Saudi Arabian Oil Company and TotalEnergies have signed an $11 billion contract to build a petrochemicals complex near an offshore field shared by Iran, which is under US sanctions and isolated.
The joint offshore field -- called Arash in Iran and Durra by Saudi Arabia and Kuwait -- was discovered in 1967 and is estimated to have a total proven reserves of around 310 million barrels of oil and 20 trillion cubic feet of gas. Iran claims any development without its consent breaks international laws, 40 percent of the field located in its territorial waters.
Saudi Aramco Gulf Operations Company signed a Memorandum of Understanding in December with Kuwait Gulf Oil Company (KGOC) to develop the joint Durra gas field, Saudi state news agency (SPA) reported.
The development aims at producing 1 billion cubic feet of gas and 84,000 barrels of liquefied gas per day, according to the Kuwaiti state news agency.
The $11 billion "Amiral" complex, a future world-scale petrochemicals facility expansion at the SATORP refinery in the city of Jubail in the kingdom's Eastern Province, is the latest announcement which will likely irk Iran.
Criticizing the Iranian government’s inaction vis-a-vis the project, Chairman of the Board of Directors of the Association of Iranian Oil and Gas Drilling Companies Hedayatollah Khademi told ILNA on Sunday, “It seems that we have surrendered the joint fields to the neighbors.”

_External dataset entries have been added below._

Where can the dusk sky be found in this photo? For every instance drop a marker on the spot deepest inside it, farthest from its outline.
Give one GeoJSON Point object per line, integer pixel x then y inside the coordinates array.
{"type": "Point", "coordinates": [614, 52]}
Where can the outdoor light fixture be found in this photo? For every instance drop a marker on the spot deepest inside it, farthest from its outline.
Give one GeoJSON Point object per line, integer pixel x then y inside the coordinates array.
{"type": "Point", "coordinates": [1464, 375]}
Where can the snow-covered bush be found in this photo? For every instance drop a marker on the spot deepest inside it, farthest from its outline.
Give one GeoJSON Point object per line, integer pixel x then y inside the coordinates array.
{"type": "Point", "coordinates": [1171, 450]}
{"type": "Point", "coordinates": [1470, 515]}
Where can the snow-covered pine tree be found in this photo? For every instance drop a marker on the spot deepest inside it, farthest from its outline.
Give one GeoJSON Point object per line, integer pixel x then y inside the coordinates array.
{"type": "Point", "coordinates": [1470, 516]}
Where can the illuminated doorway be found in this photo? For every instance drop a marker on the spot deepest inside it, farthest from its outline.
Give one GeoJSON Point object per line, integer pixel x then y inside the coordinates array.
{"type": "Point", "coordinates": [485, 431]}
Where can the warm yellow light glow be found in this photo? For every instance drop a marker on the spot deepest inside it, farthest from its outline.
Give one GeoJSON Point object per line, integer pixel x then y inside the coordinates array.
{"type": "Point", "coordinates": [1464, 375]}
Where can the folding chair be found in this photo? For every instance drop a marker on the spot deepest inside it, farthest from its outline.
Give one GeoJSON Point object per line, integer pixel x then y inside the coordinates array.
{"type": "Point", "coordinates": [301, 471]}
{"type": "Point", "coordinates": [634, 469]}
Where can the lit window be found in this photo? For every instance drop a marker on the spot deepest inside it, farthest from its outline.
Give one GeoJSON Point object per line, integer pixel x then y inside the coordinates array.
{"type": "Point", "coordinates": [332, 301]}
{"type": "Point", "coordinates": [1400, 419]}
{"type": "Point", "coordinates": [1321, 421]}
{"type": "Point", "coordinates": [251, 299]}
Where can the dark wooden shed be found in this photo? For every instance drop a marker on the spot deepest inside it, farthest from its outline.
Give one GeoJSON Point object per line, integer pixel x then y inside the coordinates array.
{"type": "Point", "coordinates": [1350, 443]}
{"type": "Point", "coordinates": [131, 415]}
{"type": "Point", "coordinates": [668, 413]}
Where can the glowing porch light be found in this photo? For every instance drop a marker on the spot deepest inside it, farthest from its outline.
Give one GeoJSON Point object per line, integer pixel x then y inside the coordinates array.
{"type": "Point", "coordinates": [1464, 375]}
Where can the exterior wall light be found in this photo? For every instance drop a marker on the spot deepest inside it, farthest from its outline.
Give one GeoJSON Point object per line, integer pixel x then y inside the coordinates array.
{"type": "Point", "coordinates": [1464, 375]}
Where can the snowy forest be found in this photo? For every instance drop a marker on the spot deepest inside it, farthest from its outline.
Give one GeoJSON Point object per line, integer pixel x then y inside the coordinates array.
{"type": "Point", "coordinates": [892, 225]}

Highlighting the fact that Riyadh has significantly developed and extracted from joint fields such as Arash/Durra, Farzad-A, Farzad-B, and Forouzan despite the fact that Iran dug the first exploratory wells in the fields. “We have not done anything," he said, accusing the regime of sitting idle in the face of the encroachment.
In March last year, Kuwait and Saudi Arabia started projects to extract gas from the field. Iran's foreign ministry spokesman at the time, Saeed Khatibzadeh said that as Iran has a share in the field it must be included in any action to operate and develop it. "The Arash/Al-Durra gas field is a joint field between Iran, Kuwait and Saudi Arabia. Parts of it are located in areas between Iran and Kuwait whose water boundaries have not been defined,” he said.

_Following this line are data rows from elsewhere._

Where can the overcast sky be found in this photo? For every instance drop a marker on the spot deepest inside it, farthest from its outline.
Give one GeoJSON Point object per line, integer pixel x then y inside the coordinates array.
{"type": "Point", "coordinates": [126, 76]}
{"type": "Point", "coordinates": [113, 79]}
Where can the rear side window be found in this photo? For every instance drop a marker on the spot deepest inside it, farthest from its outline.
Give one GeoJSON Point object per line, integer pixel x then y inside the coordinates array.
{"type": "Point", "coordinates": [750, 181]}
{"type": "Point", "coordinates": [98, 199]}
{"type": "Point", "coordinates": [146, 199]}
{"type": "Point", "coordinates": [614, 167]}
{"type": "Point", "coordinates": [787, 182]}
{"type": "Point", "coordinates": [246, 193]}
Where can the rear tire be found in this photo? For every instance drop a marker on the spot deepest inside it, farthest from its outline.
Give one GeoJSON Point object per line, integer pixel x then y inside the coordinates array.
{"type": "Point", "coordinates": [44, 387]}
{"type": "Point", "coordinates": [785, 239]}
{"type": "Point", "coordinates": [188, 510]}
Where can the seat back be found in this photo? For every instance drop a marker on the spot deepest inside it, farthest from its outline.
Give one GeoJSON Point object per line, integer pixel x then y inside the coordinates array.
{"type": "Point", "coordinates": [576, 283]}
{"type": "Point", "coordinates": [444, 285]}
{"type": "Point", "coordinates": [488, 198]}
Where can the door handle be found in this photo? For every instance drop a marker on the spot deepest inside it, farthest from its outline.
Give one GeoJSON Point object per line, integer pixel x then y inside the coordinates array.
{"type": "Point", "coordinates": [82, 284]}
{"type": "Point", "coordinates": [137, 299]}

The new deal, which had been wrangled over by Aramco and TotalEnergies since 2018, will enable the Saudi Arabia and Kuwait not only to extract from the field but also process the gas and condensates to petrochemical products, which yield even higher profit, a kick in the teeth for the regime which only this year signed a detente with Saudi to resume diplomatic ties.
In 2001, Iran launched projects to extract gas from the field, but Kuwait threatened to file lawsuits at international bodies. The projects stopped after the Emir of Kuwait traveled to Iran and met with the then president Mohammad Khatami. In 2013, Iran announced that projects were restarted but they produced no results.
Integrated with the existing Saudi Aramco Total Refining and Petrochemical (SATORP) refinery in Jubail, the ‘Amiral’ complex will house the largest mixed-load steam cracker in the Persian Gulf region, with a capacity to produce 1.65 million tons of ethylene and other industrial gases annually.
The project, whose commercial operation is targeted to start in 2027, is expected to attract more than $4 billion in additional investment in a variety of industrial sectors and create about 7,000 jobs directly and indirectly in Saudi Arabia.